OMG...how creepy was that!!  I bet Clint was in heaven seeing himself all over like that.  I think he loves himself a wee bit too much.  
	

	
	
		
		

		
		
	


	




I felt sorry for Jesse though.  I swear I thought he was going to lose it if one more person told him how famous and rich his wife was.  It started to sound like he was a loser and was sooo lucky that she had graced him with her presence.  I give him credit for not freakin' out!!


----------



## Pizzicata (May 11, 2009)

Quote:

   Originally Posted by *Makeup Emporium* 

 
_I felt sorry for Jesse though.  I swear I thought he was going to lose it if one more person told him how famous and rich his wife was.  It started to sound like he was a loser and was sooo lucky that she had graced him with her presence.  I give him credit for not freakin' out!!_

 
I know, that was really tacky.  They didn't treat him like he was worth anything aside from being Mr. Sandra Bullock.  If thats how its going to be why don't they just have celebrity spouses then?   
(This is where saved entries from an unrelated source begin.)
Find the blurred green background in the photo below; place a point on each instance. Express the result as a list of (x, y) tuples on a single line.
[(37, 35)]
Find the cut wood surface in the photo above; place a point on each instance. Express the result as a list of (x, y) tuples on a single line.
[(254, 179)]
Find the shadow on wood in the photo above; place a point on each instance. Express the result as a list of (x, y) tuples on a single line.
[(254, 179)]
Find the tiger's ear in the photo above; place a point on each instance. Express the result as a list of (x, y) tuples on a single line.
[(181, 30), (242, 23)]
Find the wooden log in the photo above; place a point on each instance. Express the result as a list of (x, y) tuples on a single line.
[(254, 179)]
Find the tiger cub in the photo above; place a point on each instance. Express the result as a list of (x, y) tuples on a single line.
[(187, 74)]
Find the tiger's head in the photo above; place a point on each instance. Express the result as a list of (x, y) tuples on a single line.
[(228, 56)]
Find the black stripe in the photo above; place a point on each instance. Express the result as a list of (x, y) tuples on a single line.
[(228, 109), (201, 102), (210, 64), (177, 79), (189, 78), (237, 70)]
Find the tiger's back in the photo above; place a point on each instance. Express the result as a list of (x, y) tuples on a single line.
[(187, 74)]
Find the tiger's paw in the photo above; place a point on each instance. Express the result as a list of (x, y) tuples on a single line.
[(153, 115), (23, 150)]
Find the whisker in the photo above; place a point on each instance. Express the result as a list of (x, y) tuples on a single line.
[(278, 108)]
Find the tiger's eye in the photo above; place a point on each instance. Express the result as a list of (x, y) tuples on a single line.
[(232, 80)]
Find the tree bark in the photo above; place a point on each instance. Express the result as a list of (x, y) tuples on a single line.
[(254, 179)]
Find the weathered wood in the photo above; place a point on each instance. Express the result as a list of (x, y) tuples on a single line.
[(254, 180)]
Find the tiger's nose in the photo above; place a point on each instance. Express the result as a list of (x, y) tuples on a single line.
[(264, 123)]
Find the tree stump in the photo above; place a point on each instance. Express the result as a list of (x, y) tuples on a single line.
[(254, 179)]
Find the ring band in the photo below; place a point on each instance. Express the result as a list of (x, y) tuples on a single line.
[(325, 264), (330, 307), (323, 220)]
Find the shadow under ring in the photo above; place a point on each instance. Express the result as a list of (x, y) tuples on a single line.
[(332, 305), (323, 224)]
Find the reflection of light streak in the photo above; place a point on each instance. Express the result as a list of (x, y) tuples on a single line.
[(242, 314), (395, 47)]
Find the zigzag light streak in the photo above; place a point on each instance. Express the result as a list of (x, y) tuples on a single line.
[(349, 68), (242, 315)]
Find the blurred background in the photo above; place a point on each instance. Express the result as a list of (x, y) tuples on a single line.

I also didn't like how Trump shut him down after he told Dennis Rodman "If you weren't so stupid, you'd know I did it [brought to light D.R.'s drinking problem] because I care about you."  Its like intervention.  Trump probably doesn't understand that problems like that can't be fixed by telling people they are "just great" and "amazing" over and over.  Yet he still booted Khloe Kardashian for a D.U.I. from ages ago.  

The show is now "Donald Trump's my new bff"

Trump looked way orange.  I don't know if I can stand anymore Trump ever.  His condo complex in Vegas is ugly, too.


----------



## April47 (May 14, 2009)

Quote:

   Originally Posted by *TISH1127* 

 
_I liked Jesse to...But honestly he didn't do anything to warrant him staying IMO...thru the entire game...ever_

 
I know, I know... But he was just so freaking cute. And funny!! He reminds me of Garth Algar (Wayne's World) Lol.

I really thought Annie should have won. Joan?? Really?? That pissed me off. However, it was funny to see Annie almost clap and get excited for her victory only to be fired. LOL.


----------



## MzzRach (May 14, 2009)

Annie was robbed.  She deserved to win.


----------



## Kalico (May 14, 2009)

I think it might have been the charity. Perhaps Donald didn't want the money going out of the country so he picked Joan over Annie. Whatever it was, they were seriously reaching. It was a total joke the way they were priding Joan on her tenacity. That was about all she had going for it even though it made her a loose cannon. Which they conveniently ignored.

Annie should have won.


----------